The content of an image, and the making of it, is only one part of the work. Equally important is our relationship to the image: how it is encountered, reflected upon, and understood over time. And, as client and therapist, our relationship to each other.

Meaning can build cumulatively from week to week, as themes emerge and trust strengthens. It is a process, and the therapeutic value unfolds gradually, over time.

What Can Activity Sheets Do?

None of this is to say that activity sheets are without value.

A prompt, worksheet, or creative exercise can sometimes help us begin. It can offer structure when we feel overwhelmed, provide a way into creativity when the blank page feels too daunting. It can help us pause and reflect on feelings that might otherwise remain in the background.

For some people, they may become a meaningful part of their own creative or reflective practice.

My concern is not with activities themselves, but with the assumption that the activity is the therapy.

The Activity Is Not the Art Therapy

The fact that art therapy's therapeutic value lies in its process means that it provides something different to what we might expect from an art therapy activity PDF.

When we use an art therapy PDF for anxious children, for example, we may expect it to help our child name their feelings, emotionally regulate, and reduce their symptoms.

While art therapy may address these concerns, they are only part of the process.

It also involves engaging with the underlying psychological patterns that shape these emotions. It may involve giving form to experiences that are not yet fully accessible in words, noticing emerging themes, and learning to stay with emotional ambiguity rather than immediately resolving it (tempting for all of us).

Art therapy activity PDFs can sometimes carry an assumption that naming and mapping our feelings is sufficient to bring about emotional regulation and lasting change. I'm not sure that's true.

Naming our feelings can be an important part of the process, if we are able to engage with it in a way that goes deeper than what is on the surface. Yet perhaps you have experienced this yourself: being able to clearly name what you feel, even trace it back to earlier life experiences, and still find that something deeper remains unchanged.

Psychological shifts of this kind are not purely cognitive.

Why Relationship Matters

Time and time again, research has shown that one of the most important aspects in bringing about therapeutic change is the relationship between therapist and client.

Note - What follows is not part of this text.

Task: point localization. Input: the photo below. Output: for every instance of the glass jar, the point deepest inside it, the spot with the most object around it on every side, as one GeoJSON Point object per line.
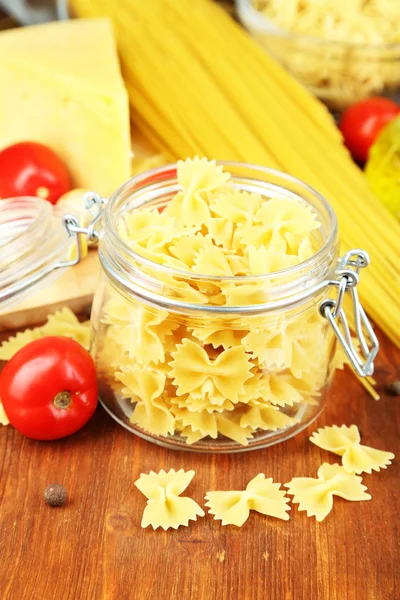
{"type": "Point", "coordinates": [221, 364]}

I have lots more to say about this, but for now let it suffice that while it may be tempting to "do art therapy" alone, a qualified professional plays an important role. Some subconscious aspect of ourselves recognises that we are with another human being who can hold emotional weight alongside us; who can support and contain difficult feelings while helping us remain psychologically safe.

We let ourselves go to places that we might not otherwise, because we are safe enough to do so.

The therapist supports, contains, and attunes. They help ensure that if things become overwhelming, there is someone there to think with us and hold the process.

The activity itself is not the art therapy. It is the starting point for exploration, meaning-making, and reflection within a therapeutic relationship.

So why don’t I provide them?

If you've come here looking for a free art therapy PDF, I hope this explains why you haven't found one.

It is not because I am opposed to activities, prompts, or creative exercises. Nor is it because I think they cannot be helpful. Rather, it is because I do not believe that art therapy can be reduced to a worksheet.

Art therapy is a process. It unfolds through images, yes, but also through reflection, relationship, trust, and time. Whatever therapeutic value emerges does so not from the activity alone, but from what becomes possible around it. 

For that reason, I do not offer a downloadable resource, but what I hope to offer instead is a space in which something unexpected, personal, and meaningful might emerge.